Ligia była młodą i piękną kobietą. Już w czasie pierwszego spotkania zwróciła na siebie uwagę Petroniusza, który nie mógł nadziwić się jej smukłej figurze, różowej twarzy, błękitnym oczom, alabastrowemu czołu i bujnym ciemnym włosom.

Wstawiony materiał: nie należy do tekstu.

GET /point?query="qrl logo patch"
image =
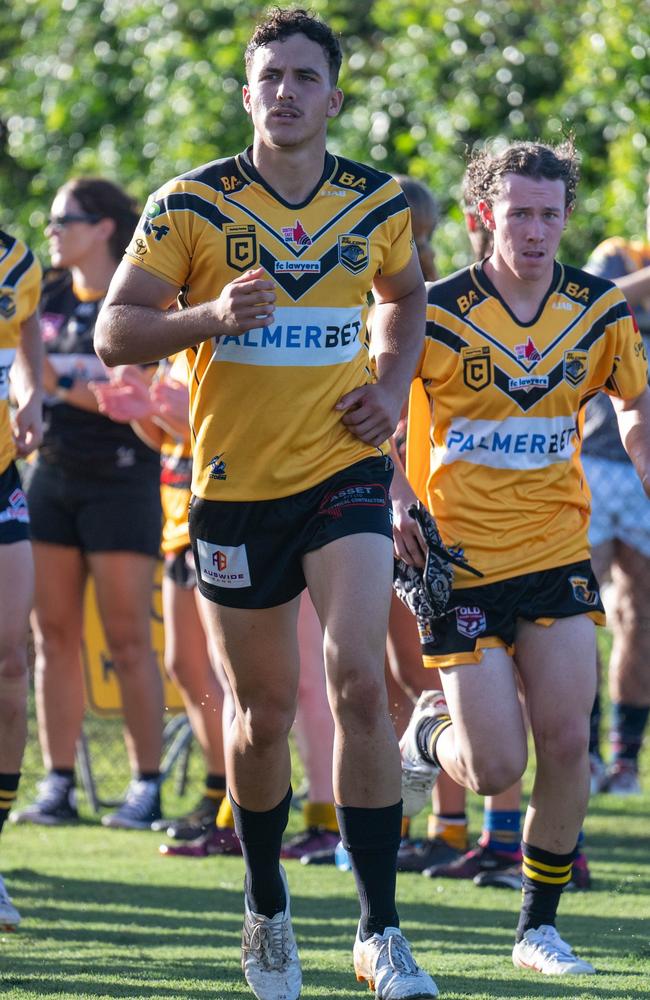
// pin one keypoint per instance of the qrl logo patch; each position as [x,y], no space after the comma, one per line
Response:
[477,367]
[581,592]
[574,367]
[241,246]
[354,253]
[470,622]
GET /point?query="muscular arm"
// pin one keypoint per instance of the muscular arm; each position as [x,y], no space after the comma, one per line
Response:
[136,326]
[633,417]
[372,411]
[27,377]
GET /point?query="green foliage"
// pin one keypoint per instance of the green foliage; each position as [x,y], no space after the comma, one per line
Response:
[140,90]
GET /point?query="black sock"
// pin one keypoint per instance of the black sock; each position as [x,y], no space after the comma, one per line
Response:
[628,725]
[8,791]
[543,877]
[64,772]
[594,727]
[260,834]
[427,735]
[371,837]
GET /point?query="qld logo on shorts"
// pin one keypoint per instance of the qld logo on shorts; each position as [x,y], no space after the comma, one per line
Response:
[581,591]
[241,246]
[354,252]
[470,622]
[223,565]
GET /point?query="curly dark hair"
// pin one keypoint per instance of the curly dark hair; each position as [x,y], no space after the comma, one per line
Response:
[106,200]
[487,167]
[280,23]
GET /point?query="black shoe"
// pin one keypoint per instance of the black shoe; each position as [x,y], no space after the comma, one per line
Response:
[416,855]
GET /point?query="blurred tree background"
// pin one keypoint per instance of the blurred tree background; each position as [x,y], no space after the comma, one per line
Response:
[140,90]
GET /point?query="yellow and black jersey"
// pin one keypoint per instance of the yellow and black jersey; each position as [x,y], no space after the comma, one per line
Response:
[494,445]
[175,476]
[262,404]
[20,289]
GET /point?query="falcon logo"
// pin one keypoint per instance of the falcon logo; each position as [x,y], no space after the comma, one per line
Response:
[581,591]
[528,354]
[297,235]
[354,253]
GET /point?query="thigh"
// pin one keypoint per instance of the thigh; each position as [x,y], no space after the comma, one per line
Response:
[484,704]
[259,652]
[124,589]
[16,593]
[350,583]
[557,665]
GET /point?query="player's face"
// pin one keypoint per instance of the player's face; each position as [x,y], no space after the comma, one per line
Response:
[71,232]
[289,95]
[527,220]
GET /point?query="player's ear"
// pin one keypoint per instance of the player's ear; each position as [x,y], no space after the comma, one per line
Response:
[486,214]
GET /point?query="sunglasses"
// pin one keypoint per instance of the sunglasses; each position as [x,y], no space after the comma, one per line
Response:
[59,221]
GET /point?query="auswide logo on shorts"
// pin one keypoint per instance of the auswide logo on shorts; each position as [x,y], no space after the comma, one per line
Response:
[223,565]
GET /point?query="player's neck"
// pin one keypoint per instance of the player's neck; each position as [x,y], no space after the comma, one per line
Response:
[522,296]
[292,172]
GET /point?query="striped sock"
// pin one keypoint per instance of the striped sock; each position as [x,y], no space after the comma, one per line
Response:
[543,877]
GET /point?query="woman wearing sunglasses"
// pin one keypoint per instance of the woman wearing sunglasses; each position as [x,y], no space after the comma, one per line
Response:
[95,505]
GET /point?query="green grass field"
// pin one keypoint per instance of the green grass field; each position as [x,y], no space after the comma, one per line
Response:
[105,916]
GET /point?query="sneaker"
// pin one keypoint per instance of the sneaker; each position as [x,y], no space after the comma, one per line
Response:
[269,956]
[416,855]
[580,874]
[543,950]
[140,808]
[623,779]
[499,878]
[474,862]
[385,962]
[9,915]
[215,840]
[315,838]
[597,774]
[56,803]
[194,824]
[418,775]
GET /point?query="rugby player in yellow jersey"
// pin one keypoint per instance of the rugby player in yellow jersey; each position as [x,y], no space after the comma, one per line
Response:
[514,348]
[20,342]
[272,254]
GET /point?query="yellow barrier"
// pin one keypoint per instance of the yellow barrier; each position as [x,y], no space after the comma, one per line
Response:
[102,690]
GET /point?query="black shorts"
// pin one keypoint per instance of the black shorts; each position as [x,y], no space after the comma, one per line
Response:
[249,555]
[180,569]
[117,514]
[485,617]
[14,514]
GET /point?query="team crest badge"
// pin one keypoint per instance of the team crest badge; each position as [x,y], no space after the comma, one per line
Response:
[241,246]
[470,622]
[581,591]
[354,253]
[477,367]
[574,368]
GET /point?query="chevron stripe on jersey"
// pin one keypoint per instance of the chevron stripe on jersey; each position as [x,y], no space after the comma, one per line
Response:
[262,404]
[20,288]
[502,461]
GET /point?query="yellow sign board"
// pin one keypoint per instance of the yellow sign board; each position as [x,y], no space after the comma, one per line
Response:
[102,690]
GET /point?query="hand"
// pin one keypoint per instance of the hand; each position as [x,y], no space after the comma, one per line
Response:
[245,303]
[122,401]
[27,427]
[371,412]
[408,543]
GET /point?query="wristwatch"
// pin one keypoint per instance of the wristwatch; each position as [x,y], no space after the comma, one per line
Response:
[64,384]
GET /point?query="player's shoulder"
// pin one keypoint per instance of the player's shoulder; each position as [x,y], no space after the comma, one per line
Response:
[457,292]
[364,179]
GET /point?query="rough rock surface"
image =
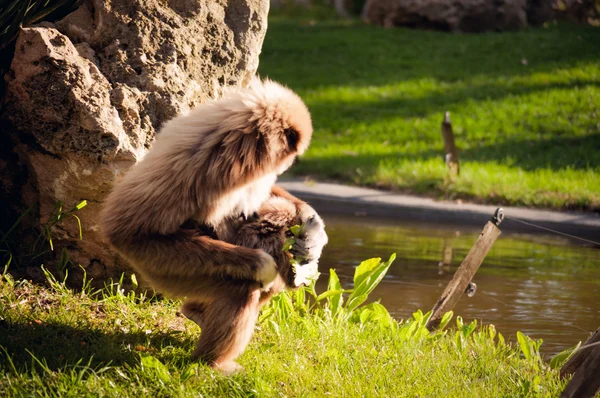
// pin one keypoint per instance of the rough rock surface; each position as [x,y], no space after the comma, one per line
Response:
[86,95]
[452,15]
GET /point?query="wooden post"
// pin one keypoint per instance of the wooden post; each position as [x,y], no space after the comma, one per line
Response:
[450,147]
[462,278]
[585,365]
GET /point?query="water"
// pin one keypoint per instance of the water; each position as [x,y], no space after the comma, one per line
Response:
[543,286]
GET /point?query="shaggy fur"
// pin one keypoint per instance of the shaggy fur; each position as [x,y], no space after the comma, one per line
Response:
[180,216]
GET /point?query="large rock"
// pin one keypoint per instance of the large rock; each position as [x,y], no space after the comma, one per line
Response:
[85,97]
[452,15]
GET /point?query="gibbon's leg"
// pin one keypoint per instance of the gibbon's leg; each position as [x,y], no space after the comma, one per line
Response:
[227,325]
[183,264]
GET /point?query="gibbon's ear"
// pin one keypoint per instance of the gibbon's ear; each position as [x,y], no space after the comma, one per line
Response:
[292,137]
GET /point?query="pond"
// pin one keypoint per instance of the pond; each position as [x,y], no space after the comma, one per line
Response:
[544,286]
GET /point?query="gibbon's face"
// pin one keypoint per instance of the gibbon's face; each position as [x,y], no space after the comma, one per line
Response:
[284,121]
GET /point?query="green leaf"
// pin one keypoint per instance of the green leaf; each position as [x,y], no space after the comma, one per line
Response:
[445,320]
[467,330]
[161,371]
[368,275]
[289,242]
[134,281]
[329,293]
[526,345]
[192,370]
[335,300]
[364,270]
[557,361]
[295,230]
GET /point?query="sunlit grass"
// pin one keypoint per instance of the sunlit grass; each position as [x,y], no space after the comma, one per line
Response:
[59,342]
[525,108]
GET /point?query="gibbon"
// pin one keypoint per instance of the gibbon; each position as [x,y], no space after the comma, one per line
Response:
[200,217]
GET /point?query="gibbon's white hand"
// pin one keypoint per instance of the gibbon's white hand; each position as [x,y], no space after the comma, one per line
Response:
[312,237]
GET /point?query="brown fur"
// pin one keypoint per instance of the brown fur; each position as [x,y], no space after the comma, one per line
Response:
[205,170]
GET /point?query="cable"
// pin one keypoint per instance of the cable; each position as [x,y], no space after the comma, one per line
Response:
[553,231]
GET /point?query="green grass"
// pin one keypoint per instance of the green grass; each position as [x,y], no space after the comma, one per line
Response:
[525,108]
[59,342]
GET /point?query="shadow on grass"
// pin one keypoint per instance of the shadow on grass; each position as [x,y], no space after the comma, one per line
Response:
[556,153]
[348,113]
[59,345]
[330,53]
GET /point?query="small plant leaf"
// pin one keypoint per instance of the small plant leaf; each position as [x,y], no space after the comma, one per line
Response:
[559,359]
[150,362]
[295,230]
[335,300]
[445,320]
[525,345]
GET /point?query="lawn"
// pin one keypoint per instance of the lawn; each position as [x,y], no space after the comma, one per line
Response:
[525,108]
[59,342]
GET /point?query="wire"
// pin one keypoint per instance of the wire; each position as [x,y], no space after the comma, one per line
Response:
[553,231]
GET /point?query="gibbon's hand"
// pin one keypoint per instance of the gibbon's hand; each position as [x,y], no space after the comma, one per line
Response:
[267,271]
[309,244]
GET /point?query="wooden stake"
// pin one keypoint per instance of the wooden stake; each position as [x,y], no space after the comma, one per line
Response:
[450,147]
[462,278]
[585,365]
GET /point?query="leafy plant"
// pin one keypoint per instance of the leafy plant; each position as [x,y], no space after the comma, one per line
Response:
[15,13]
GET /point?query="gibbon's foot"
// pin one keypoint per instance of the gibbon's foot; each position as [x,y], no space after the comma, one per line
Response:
[309,244]
[267,271]
[228,368]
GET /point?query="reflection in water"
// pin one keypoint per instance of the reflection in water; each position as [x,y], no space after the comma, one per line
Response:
[541,285]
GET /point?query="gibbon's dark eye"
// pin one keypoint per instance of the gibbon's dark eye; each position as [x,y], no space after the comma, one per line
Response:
[292,137]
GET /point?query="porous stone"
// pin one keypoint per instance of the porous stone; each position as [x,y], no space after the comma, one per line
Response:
[86,95]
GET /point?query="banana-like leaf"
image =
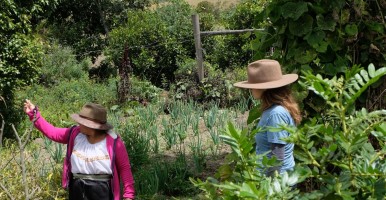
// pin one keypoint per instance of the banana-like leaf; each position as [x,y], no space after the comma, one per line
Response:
[357,84]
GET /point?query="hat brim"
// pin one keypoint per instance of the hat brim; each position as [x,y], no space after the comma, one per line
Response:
[91,124]
[285,80]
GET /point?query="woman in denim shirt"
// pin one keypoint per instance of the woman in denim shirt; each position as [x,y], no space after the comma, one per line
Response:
[270,86]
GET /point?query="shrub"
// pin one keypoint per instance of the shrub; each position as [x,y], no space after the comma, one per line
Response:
[60,64]
[334,156]
[148,33]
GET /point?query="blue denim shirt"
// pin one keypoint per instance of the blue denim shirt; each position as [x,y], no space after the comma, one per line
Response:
[273,117]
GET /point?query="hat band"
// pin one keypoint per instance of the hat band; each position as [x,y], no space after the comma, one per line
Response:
[94,120]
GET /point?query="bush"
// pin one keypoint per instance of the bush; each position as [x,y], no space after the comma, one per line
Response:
[217,85]
[60,64]
[148,33]
[335,159]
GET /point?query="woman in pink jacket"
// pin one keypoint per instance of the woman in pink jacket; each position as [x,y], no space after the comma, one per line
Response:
[96,159]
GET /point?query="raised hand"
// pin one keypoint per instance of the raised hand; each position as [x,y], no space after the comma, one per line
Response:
[28,106]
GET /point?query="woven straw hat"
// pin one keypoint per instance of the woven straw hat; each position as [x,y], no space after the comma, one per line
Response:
[266,74]
[93,116]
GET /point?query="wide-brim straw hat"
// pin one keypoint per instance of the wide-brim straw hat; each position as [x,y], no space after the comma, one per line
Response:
[93,116]
[266,74]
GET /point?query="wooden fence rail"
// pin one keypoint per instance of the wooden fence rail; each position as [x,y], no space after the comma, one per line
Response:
[198,45]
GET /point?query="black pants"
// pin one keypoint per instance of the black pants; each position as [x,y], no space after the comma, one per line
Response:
[83,189]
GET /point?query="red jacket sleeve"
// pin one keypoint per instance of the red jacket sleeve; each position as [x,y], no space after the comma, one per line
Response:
[124,170]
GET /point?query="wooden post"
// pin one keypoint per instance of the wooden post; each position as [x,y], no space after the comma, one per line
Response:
[197,43]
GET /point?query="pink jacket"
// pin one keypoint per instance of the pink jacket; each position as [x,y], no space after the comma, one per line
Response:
[122,168]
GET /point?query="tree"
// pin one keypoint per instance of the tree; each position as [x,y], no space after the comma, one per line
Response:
[20,52]
[85,24]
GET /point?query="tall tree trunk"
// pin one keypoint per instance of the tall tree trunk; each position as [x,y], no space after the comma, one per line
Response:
[102,17]
[124,82]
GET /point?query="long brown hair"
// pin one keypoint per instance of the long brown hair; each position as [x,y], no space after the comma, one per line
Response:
[281,96]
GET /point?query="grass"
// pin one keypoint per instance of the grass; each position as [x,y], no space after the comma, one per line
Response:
[222,3]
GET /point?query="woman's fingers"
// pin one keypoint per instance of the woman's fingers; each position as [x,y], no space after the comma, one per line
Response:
[28,106]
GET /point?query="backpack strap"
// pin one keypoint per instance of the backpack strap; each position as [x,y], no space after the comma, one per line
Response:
[68,153]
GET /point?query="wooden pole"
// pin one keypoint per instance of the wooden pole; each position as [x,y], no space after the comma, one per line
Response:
[197,43]
[227,32]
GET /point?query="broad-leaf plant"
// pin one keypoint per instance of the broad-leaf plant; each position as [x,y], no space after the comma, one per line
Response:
[334,157]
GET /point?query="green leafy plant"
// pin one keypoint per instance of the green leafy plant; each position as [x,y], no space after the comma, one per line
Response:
[334,158]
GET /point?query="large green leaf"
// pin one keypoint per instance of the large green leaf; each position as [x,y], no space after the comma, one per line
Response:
[325,23]
[316,40]
[294,10]
[351,29]
[302,26]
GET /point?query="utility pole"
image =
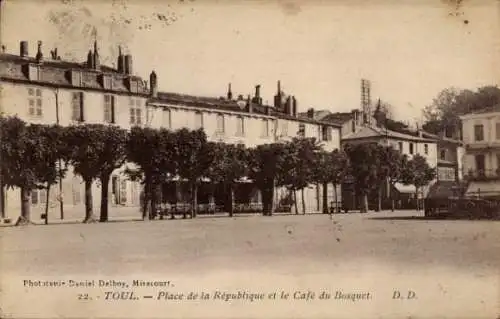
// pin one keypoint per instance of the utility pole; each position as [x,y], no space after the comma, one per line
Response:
[2,194]
[61,202]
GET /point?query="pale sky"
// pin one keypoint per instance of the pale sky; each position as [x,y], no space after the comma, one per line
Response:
[320,50]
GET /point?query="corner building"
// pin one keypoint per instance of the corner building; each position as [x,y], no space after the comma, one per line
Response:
[48,90]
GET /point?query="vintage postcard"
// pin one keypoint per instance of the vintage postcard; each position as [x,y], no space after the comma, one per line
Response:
[249,159]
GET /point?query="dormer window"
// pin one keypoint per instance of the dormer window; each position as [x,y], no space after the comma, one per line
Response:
[76,78]
[106,81]
[33,72]
[133,85]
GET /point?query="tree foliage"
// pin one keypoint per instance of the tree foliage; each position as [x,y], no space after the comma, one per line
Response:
[266,163]
[228,166]
[330,168]
[365,162]
[153,152]
[29,156]
[444,111]
[94,151]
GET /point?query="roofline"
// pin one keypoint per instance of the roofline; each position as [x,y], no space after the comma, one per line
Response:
[479,114]
[71,87]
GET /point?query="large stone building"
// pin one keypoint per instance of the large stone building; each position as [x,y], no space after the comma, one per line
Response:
[441,152]
[40,89]
[481,135]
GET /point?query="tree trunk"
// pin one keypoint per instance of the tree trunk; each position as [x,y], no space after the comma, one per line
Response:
[104,198]
[325,198]
[295,204]
[61,199]
[231,200]
[145,198]
[25,217]
[417,199]
[267,200]
[194,196]
[89,210]
[379,199]
[152,206]
[364,203]
[335,196]
[47,205]
[302,197]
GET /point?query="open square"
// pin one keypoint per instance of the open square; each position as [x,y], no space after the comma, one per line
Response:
[439,260]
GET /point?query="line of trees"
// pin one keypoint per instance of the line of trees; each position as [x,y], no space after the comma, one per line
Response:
[32,155]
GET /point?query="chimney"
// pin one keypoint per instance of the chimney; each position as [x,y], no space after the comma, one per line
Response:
[268,110]
[128,64]
[121,61]
[229,93]
[153,84]
[97,64]
[257,99]
[310,113]
[249,105]
[90,60]
[278,98]
[294,106]
[39,54]
[289,106]
[24,49]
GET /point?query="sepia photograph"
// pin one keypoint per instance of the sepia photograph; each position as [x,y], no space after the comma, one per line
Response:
[250,159]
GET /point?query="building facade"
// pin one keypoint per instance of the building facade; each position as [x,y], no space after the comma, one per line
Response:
[481,165]
[47,90]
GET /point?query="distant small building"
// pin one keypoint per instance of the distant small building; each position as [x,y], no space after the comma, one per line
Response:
[481,135]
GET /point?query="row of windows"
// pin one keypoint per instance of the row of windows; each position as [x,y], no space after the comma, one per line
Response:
[35,107]
[480,160]
[412,148]
[479,132]
[136,115]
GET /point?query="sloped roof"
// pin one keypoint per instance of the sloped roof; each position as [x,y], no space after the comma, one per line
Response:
[54,73]
[375,132]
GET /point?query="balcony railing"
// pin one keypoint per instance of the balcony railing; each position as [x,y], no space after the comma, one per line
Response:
[483,175]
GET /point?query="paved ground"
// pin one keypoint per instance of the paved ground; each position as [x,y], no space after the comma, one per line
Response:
[453,266]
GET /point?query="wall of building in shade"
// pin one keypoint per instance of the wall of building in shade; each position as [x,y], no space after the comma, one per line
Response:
[50,91]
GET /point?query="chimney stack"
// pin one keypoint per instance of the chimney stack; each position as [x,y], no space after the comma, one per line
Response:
[121,61]
[257,99]
[289,106]
[90,60]
[249,105]
[128,64]
[310,113]
[229,93]
[39,54]
[24,49]
[97,64]
[153,84]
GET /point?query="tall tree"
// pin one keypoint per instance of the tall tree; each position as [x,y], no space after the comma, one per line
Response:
[299,157]
[364,162]
[228,166]
[444,111]
[418,173]
[265,166]
[389,170]
[91,155]
[111,157]
[29,154]
[152,151]
[331,168]
[193,160]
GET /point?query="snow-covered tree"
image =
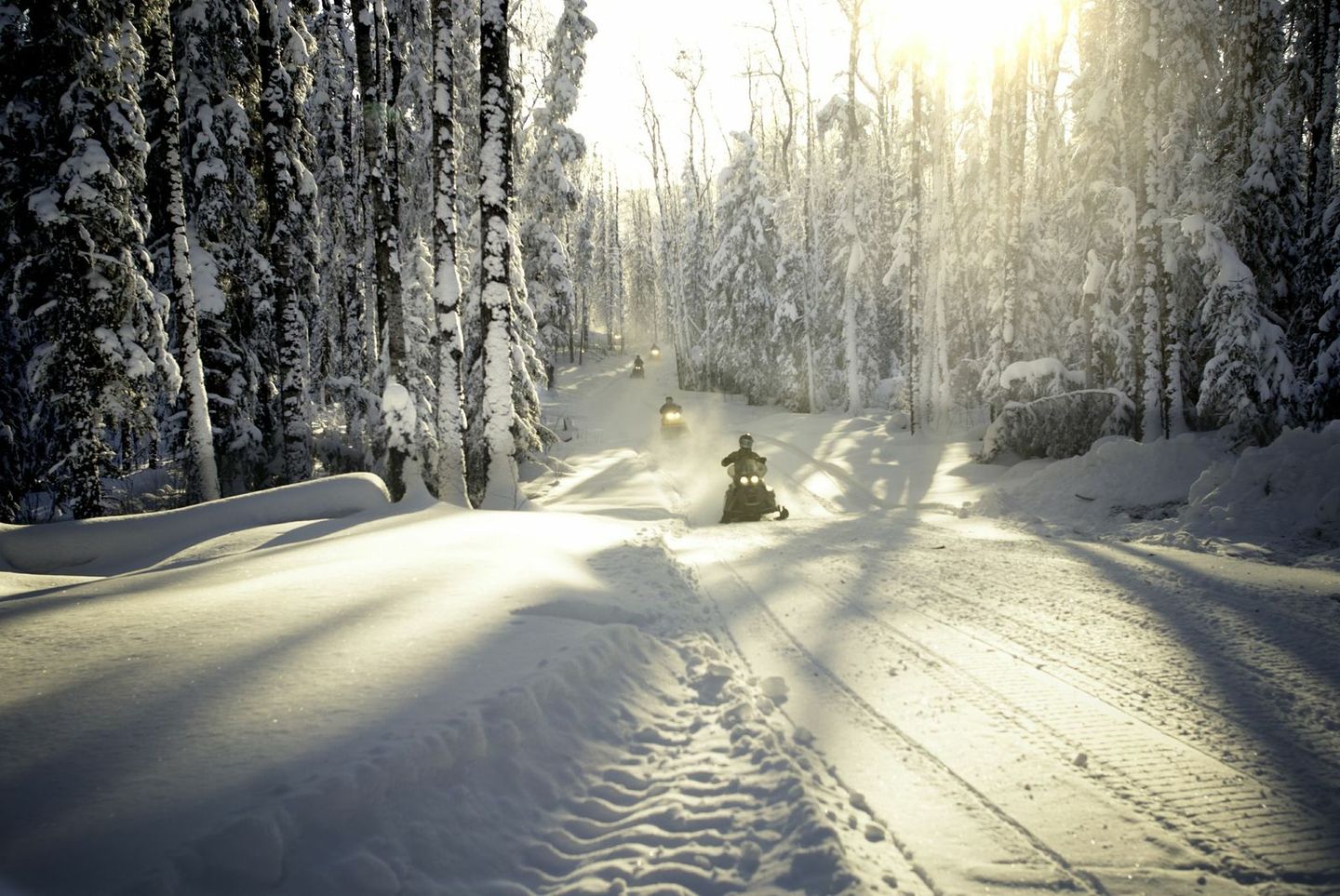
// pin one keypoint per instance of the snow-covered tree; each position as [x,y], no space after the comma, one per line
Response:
[548,191]
[84,282]
[490,445]
[286,48]
[743,277]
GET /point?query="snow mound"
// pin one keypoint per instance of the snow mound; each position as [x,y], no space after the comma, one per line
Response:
[636,764]
[113,545]
[1284,493]
[1118,481]
[1281,501]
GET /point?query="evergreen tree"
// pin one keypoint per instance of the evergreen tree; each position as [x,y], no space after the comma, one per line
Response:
[743,277]
[550,194]
[447,277]
[203,472]
[84,282]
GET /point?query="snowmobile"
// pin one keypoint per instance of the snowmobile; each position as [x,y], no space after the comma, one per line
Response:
[748,497]
[672,422]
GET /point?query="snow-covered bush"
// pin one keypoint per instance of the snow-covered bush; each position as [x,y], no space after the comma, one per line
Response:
[1059,426]
[1026,381]
[1290,489]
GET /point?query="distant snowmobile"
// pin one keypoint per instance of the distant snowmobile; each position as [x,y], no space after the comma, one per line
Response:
[748,499]
[672,420]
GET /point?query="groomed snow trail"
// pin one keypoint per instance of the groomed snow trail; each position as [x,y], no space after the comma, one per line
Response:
[1025,713]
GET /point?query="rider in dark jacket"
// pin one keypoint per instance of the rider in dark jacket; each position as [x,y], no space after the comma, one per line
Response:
[744,451]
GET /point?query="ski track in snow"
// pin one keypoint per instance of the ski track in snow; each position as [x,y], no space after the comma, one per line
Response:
[688,777]
[874,695]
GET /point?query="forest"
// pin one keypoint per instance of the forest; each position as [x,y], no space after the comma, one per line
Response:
[249,243]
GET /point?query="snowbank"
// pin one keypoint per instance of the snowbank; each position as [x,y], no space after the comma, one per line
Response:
[1119,480]
[112,545]
[1190,492]
[1290,489]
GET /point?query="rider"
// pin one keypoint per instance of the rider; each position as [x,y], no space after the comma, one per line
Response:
[744,451]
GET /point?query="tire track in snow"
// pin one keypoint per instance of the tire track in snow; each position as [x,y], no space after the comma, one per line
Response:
[1063,874]
[639,765]
[1300,844]
[1205,798]
[1218,802]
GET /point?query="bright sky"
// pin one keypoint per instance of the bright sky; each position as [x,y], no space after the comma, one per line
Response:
[641,35]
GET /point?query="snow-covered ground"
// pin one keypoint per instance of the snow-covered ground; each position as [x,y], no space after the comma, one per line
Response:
[1114,674]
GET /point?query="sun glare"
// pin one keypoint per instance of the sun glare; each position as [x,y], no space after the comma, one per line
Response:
[958,36]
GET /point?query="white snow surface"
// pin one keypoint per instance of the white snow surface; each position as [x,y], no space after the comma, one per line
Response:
[923,682]
[1278,502]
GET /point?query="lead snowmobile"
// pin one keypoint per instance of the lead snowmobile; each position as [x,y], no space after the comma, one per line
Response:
[748,497]
[672,421]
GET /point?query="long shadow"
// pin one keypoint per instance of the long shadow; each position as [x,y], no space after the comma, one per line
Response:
[1223,628]
[1229,634]
[48,846]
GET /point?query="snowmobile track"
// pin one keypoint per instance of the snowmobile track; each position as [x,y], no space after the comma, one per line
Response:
[1287,837]
[1078,880]
[1241,797]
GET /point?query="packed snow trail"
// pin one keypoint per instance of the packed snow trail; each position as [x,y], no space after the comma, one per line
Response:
[1029,713]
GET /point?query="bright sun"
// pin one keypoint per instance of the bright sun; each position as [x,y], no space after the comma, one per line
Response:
[958,35]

W domu swoich przybranych rodziców była poganka poznała wiarę chrześcijańską. Szybko przyjęła jej zasady i uczyniła je wyznacznikami swojej drogi życiowej. Z tego względu nie potrafiła przyjąć rzymskich obyczajów, co było szczególnie widoczne, gdy Neron zabrał ją na Palatyn. Widząc panujące tam zasady, dziewczyna wpadła w przerażenie. Nieco uspokoił ją widok Winicjusza, lecz kiedy ten zaczął nachalnie się do niej zalecać, uświadomiła sobie, że dostrzega w niej głównie nałożnicę. Dlatego też postanowiła stamtąd uciec, prosząc o pomoc Ursusa. Następnie znalazła się wśród chrześcijan (w domu Miriam).
Ligia potrafiła wybaczać ludziom ich przewinienia. Kiedy Marek Winicjusz odnalazł ją i zapragnął porwać, został gwałtownie powstrzymany przez Ursusa. Dziewczyna nie żywiła jednak urazy do Rzymianina i otoczyła go troskliwą opieką. Młoda kobieta przyczyniła się także do zmiany charakteru Winicjusza, a gdy ten stał się już chrześcijaninem, bez wahania przyjęła jego oświadczyny.
W bohaterce „Quo vadis” uwagę zwracają nie tylko jej dobroć, cnotliwość oraz wielka wiara. Kiedy nadszedł okres próby – prześladowania chrześcijan – stała się ona chudsza, nieco bledsza, jakby przygasła. Stanowi to dowód tego, iż niezwykle mocno przeżywała ciężki los swych bliskich, starając się przy tym wspierać ich w miarę swoich możliwości. Pomimo niezwykle trudnej sytuacji, nie odwróciła się od wyznawanych przez siebie zasad. Nawet w obliczu śmierci w czasie igrzysk zorganizowanych przez Nerona nie lękała się, a nawet pocieszała przerażonego Winicjusza.
Nad cechującą się niezwykłą dobrocią i głęboką wiarą kobietą niewątpliwie czuwał Bóg, dodając jej sił i otaczając ludźmi, dzięki którym udało jej się przetrwać najtrudniejsze chwile (Ursus, przemieniony Marek).
Kiedy wyjechała z Winicjuszem na Sycylię i wzięła z nim ślub, spełniły się jej najgłębsze marzenia – założyła rodzinę opartą na głębokiej wierze i poszanowaniu zasad chrześcijańskich.